Nous sommes lundi matin. Devant une station de métro, au milieu d’étudiants qui s’engouffrent dans leur école afin d’échapper au froid mordant de cette fin d’hiver, j’attends Maxime, mon coéquipier photographe pour ce reportage. Ensemble, nous avons rendez-vous avec Jean-Sébastien Brault, apiculteur, pour en apprendre un peu plus sur ces petits insectes rayés et sur la fabrication des chandelles en cire d’abeille.
Jean-Sébastien habite Otterburn Park, petite municipalité située à quelques dizaines de kilomètres de Montréal.

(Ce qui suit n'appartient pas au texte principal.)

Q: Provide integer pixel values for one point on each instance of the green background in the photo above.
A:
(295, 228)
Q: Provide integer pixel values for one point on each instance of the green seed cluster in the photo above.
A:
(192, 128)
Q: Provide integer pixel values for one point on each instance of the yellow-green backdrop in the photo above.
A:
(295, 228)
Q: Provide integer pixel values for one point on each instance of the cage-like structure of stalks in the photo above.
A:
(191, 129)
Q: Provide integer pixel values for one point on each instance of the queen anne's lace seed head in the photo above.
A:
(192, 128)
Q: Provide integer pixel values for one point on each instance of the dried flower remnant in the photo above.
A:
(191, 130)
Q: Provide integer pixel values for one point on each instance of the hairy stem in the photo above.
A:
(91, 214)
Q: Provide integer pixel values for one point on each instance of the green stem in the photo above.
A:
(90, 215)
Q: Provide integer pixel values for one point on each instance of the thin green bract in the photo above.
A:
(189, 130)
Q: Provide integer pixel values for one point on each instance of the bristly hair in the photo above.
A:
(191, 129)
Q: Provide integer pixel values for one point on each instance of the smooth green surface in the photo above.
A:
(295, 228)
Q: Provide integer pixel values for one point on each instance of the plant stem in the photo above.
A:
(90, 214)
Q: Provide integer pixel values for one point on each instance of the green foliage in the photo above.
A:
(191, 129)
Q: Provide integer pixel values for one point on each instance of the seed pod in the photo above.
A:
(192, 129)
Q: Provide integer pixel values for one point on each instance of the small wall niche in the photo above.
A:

Arrivés à destination, nous sommes obnubilés par l’imposant Mont Saint-Hilaire qui domine toute la région. La propriété jouit d’une vue imprenable sur cette montagne. L’effet est spectaculaire.
Je sonne à la porte. C’est Karine, la conjointe de notre hôte, qui nous accueille dans un vestibule orné de fanions de prières tibétains. Au milieu de ce décor insolite traînent divers articles de sports, des pousses vertes non identifiées et des pots de miel. Karine nous invite à nous installer autour d’une grande table qui prend tout l’espace de la salle à manger.
Sur les murs et sur les meubles, des photos et des objets liés au bouddhisme sont mis en évidence. Surprise! Lors de la préentrevue, réalisée quelques semaines plus tôt avec Jean-Sébastien, rien de tout cela n’a été abordé. Nous apprendrons plus tard que Karine navigue sur les flots de la recherche spirituelle tout en chérissant ses racines catholiques.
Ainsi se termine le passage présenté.